Les parlements aux abonnés absents
Depuis le début de la pandémie, on assiste sidérés à la paralysie des institutions démocratiques. Les parlements locaux et nationaux sont mis en berne, non parce qu’il n’existe pas de moyens de les réunir, mais parce qu’il manque la volonté politique d’en envisager les modalités. Combien de temps a-t-il fallu d’ailleurs à nos exécutifs pour prendre les premières mesures visant à freiner la courbe de la propagation du virus? Beaucoup trop sans doute, même si l’heure n’est pas encore aux bilans.
La référence aux temps de guerre a poussé tous les partis représentés au Conseil national, ou presque, de l’UDC au PS, à se ranger derrière la politique du Conseil fédéral. «Un pour tous, tous pour un», récitait le communiqué interpartis diffusé le 16 mars: «Les partis politiques soutiennent en bloc et sans réserve le Conseil fédéral.» Un jour plus tôt, tous les conseillers nationaux recevaient un mail les informant que la troisième semaine de session du Conseil national serait annulée; en principe, il se réunit quatre fois par année sur trois semaines en un bloc; et cette année, une séance extraordinaire était agendée début mai.

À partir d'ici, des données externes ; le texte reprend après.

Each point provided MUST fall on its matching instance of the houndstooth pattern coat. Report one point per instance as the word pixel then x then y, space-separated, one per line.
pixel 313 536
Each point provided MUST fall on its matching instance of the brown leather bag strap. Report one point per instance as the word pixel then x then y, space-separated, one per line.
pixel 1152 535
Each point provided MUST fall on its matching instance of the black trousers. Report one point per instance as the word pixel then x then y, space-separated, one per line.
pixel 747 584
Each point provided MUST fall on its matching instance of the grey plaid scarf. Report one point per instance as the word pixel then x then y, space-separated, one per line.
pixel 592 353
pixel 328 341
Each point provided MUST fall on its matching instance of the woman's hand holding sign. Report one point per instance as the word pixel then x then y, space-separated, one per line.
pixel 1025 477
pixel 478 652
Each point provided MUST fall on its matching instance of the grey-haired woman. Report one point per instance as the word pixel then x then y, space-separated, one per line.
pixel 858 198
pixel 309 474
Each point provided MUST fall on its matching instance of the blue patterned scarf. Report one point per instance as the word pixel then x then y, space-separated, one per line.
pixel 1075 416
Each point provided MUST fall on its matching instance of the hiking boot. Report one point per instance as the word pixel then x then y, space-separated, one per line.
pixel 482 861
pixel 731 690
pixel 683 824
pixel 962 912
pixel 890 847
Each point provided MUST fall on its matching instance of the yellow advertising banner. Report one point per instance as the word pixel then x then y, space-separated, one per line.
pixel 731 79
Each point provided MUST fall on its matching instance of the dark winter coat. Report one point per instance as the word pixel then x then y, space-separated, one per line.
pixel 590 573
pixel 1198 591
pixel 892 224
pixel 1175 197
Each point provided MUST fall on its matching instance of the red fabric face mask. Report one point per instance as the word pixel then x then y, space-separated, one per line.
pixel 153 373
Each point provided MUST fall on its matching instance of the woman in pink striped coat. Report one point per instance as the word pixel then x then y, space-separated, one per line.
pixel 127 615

Depuis cette communication, rien ou presque. Le parlement s’est ainsi auto-exclu de la vie politique du pays; il n’a pas jugé bon de participer à la recherche de solutions à la crise en cours, en lien avec la population, en réponse à ses besoins. Présumé contrôler le gouvernement, il n’a pas rempli son rôle, alors que les exécutifs locaux et le Conseil fédéral ont souvent opté pour une gestion autoritaire de la crise: augmentation massive et sans concertation de la durée du travail des salarié-e-s de la santé, amendes infligées à des petits regroupements dans l’espace public, géolocalisation des réfractaires, etc. Il aurait pourtant été possible de donner un espace au débat parlementaire dès la troisième semaine de session du mois de mars en permettant aux député-e-s d’être à leur poste même virtuellement pendant que les décisions se prenaient.
Le 13 mars, j’ai écrit à la présidente du Conseil national, Madame Isabelle Moret (PLR/VD), en lui demandant de trouver des solutions pour que le parlement puisse continuer à travailler et à jouer son rôle: «Les enjeux que soulève une telle période en termes de protection de l’écrasante majorité de la population et parmi eux des plus vulnérables (salarié-e-s, personnel soignant, personnes âgées, personnes migrantes, intermittents du spectacle, usagers-ères des transports publics…) nécessitent la tenue d’un débat démocratique le plus large et ouvert possible.» Elle n’a pas jugé nécessaire de me répondre.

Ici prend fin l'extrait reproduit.